'One-to-one integer mapping function

We are using MySQL and developing an application where we'd like the ID sequence not to be publicly visible... the IDs are hardly top secret and there is no significant issue if someone indeed was able to decode them.

So, a hash is of course the obvious solution, we are currently using MD5... 32bit integers go in, and we trim the MD5 to 64bits and then store that. However, we have no idea how likely collisions are when you trim like this (especially since all numbers come from autoincrement or the current time). We currently check for collisions, but since we may be inserting 100.000 rows at once the performance is terrible (can't bulk insert).

But in the end, we really don't need the security offered by the hashes and they consume unnecessary space and also require an additional index... so, is there any simple and good enough function/algorithm out there that guarantees one-to-one mapping for any number without obvious visual patterns for sequential numbers?

EDIT: I'm using PHP which does not support integer arithmetic by default, but after looking around I found that it could be cheaply replicated with bitwise operators. Code for 32bit integer multiplication can be found here: http://pastebin.com/np28xhQF



Solution 1:[1]

You could simply XOR with 0xDEADBEEF, if that's good enough.

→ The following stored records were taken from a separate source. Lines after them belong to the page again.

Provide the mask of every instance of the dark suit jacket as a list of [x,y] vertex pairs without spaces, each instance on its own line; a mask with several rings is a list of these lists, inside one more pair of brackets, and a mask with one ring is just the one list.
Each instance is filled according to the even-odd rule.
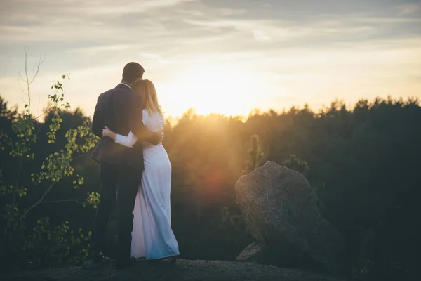
[[[143,171],[143,148],[140,140],[156,145],[159,137],[154,133],[147,133],[143,126],[142,108],[140,96],[121,84],[100,95],[92,119],[92,132],[101,138],[92,155],[94,161]],[[131,131],[138,138],[138,142],[133,148],[126,148],[116,143],[111,138],[102,137],[105,126],[123,136]]]

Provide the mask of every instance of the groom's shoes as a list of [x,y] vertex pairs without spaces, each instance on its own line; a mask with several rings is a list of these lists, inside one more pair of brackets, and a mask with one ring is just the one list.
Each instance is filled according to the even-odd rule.
[[136,259],[131,257],[130,259],[117,259],[116,261],[116,269],[117,270],[131,267],[136,263]]
[[82,268],[85,270],[90,270],[98,268],[102,264],[102,253],[100,251],[94,251],[92,253],[91,259],[85,261],[82,264]]

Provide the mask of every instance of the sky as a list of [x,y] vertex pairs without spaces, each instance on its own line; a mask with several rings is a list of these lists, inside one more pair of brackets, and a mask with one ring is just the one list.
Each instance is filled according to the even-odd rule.
[[0,95],[20,108],[25,47],[35,112],[70,73],[91,116],[130,61],[167,117],[421,98],[420,0],[0,0]]

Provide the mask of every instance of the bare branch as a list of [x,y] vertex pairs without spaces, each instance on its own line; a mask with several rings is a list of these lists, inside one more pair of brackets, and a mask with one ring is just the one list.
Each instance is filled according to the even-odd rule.
[[86,199],[68,199],[68,200],[53,200],[53,201],[43,201],[42,204],[51,204],[51,203],[61,203],[61,202],[76,202],[76,203],[83,203],[86,202]]
[[35,208],[36,206],[38,206],[40,203],[42,202],[42,200],[44,199],[44,197],[46,197],[46,195],[47,194],[48,194],[48,192],[50,192],[50,190],[51,190],[51,189],[54,187],[54,185],[55,185],[56,183],[51,183],[51,185],[50,186],[48,186],[48,188],[47,188],[47,190],[46,190],[46,192],[44,192],[44,194],[43,194],[43,195],[41,197],[41,198],[39,198],[39,200],[38,201],[36,201],[35,202],[35,204],[34,204],[32,206],[31,206],[30,207],[28,208],[27,210],[26,210],[26,211],[25,212],[25,216],[26,216],[26,215],[31,211],[34,208]]

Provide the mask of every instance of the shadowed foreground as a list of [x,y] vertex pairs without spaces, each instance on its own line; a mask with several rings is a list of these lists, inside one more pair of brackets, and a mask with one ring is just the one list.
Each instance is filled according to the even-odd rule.
[[93,271],[81,267],[25,271],[4,276],[3,280],[209,280],[209,281],[343,281],[341,279],[300,270],[279,268],[249,263],[178,260],[173,266],[138,262],[117,271],[110,264]]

Alternatively multiply by an odd number mod 2^32. For the inverse mapping just multiply by the multiplicative inverse

Example: n = 2345678901; multiplicative inverse (mod 2^32): 2313902621 For the mapping just multiply by 2345678901 (mod 2^32):

1 --> 2345678901 2 --> 396390506

For the inverse mapping, multiply by 2313902621.

Solution 2:[2]

If you want to ensure a 1:1 mapping then use an encryption (i.e. a permutation), not a hash. Encryption has to be 1:1 because it can be decrypted.

If you want 32 bit numbers then use Hasty Pudding Cypher or just write a simple four round Feistel cypher.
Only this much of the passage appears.